One of their teen kids, Kiri, is played by Sigourney Weaver, 73, even though her scientist character, Grace, died in the first movie.
Kate Winslet has also joined the cast.
“The idea for Kiri came from, ‘Well, is Grace really dead?’” Cameron explained. “I thought, ‘Hang on, there’s this avatar. What could I do with the idea of bringing Sigourney back, playing a kid?’ It was just a fun idea. I couldn’t get it out of my head.”
Cameron has already shot a third “Avatar” film, expected in 2024, and has planned two more, which together will be total more than $1 billion on production costs.
Since it’s been so long since the first movie came out, Cameron
said he understands if audiences are hesitant.
“There’s skepticism in the marketplace around, ‘Oh, did it ever make any real cultural impact?’ ” he said. “‘Can anybody even remember the characters’ names?’ … When you have extraordinary success, you come back within the next three years. That’s just how the industry works.”
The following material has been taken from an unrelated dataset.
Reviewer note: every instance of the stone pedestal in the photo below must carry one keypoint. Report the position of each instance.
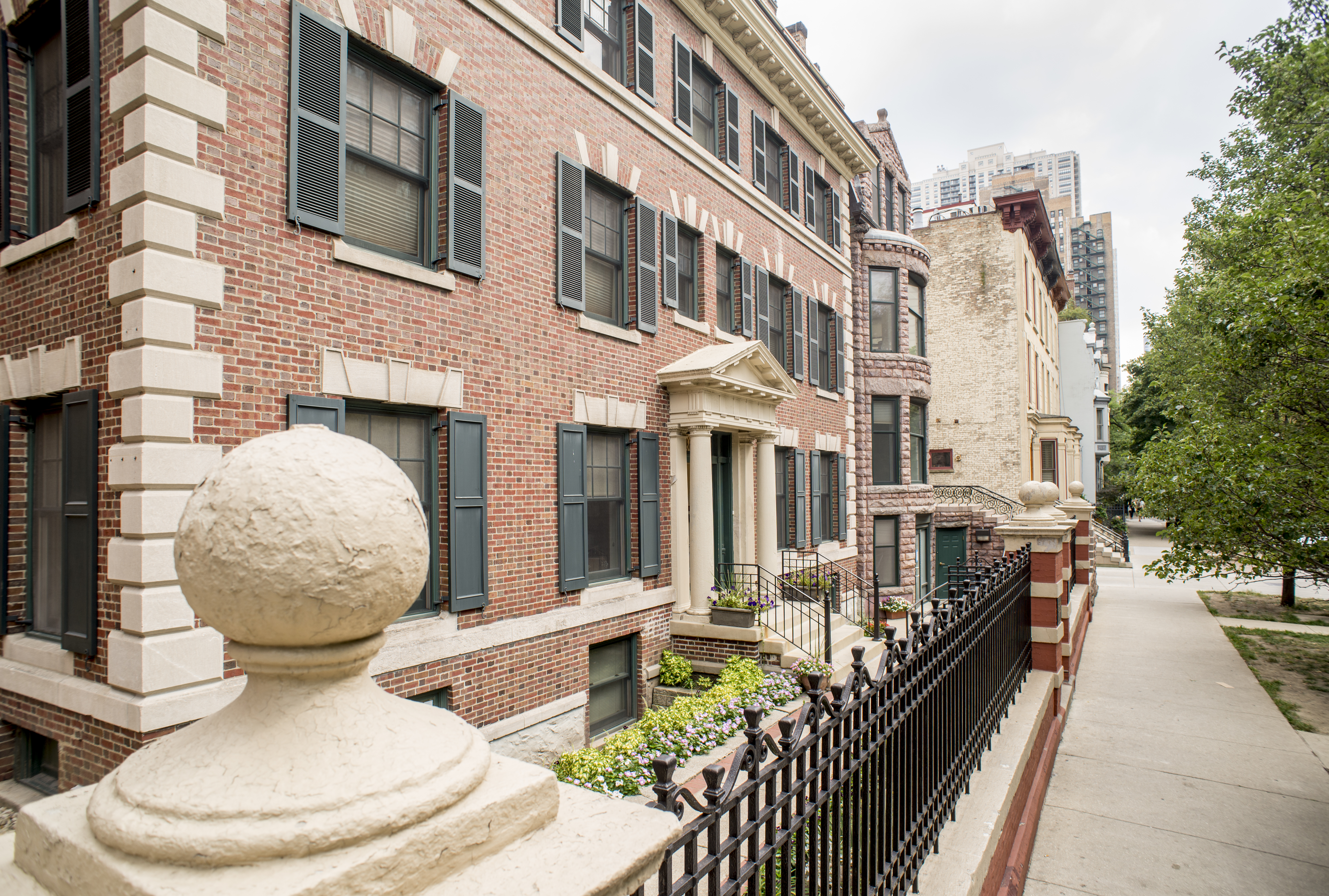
(1050, 568)
(301, 547)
The “Avatar” movies also have a strong environmentalist bent, since the villains in the first film were plundering Pandora’s natural resources.
“You can’t hit environmental messaging over the head,” Cameron said. “People are angsty enough. We’ll be injecting this film into a marketplace in a different time. And maybe things that were over the horizon in 2009 are upon us now. Maybe it’s not entertainment anymore.”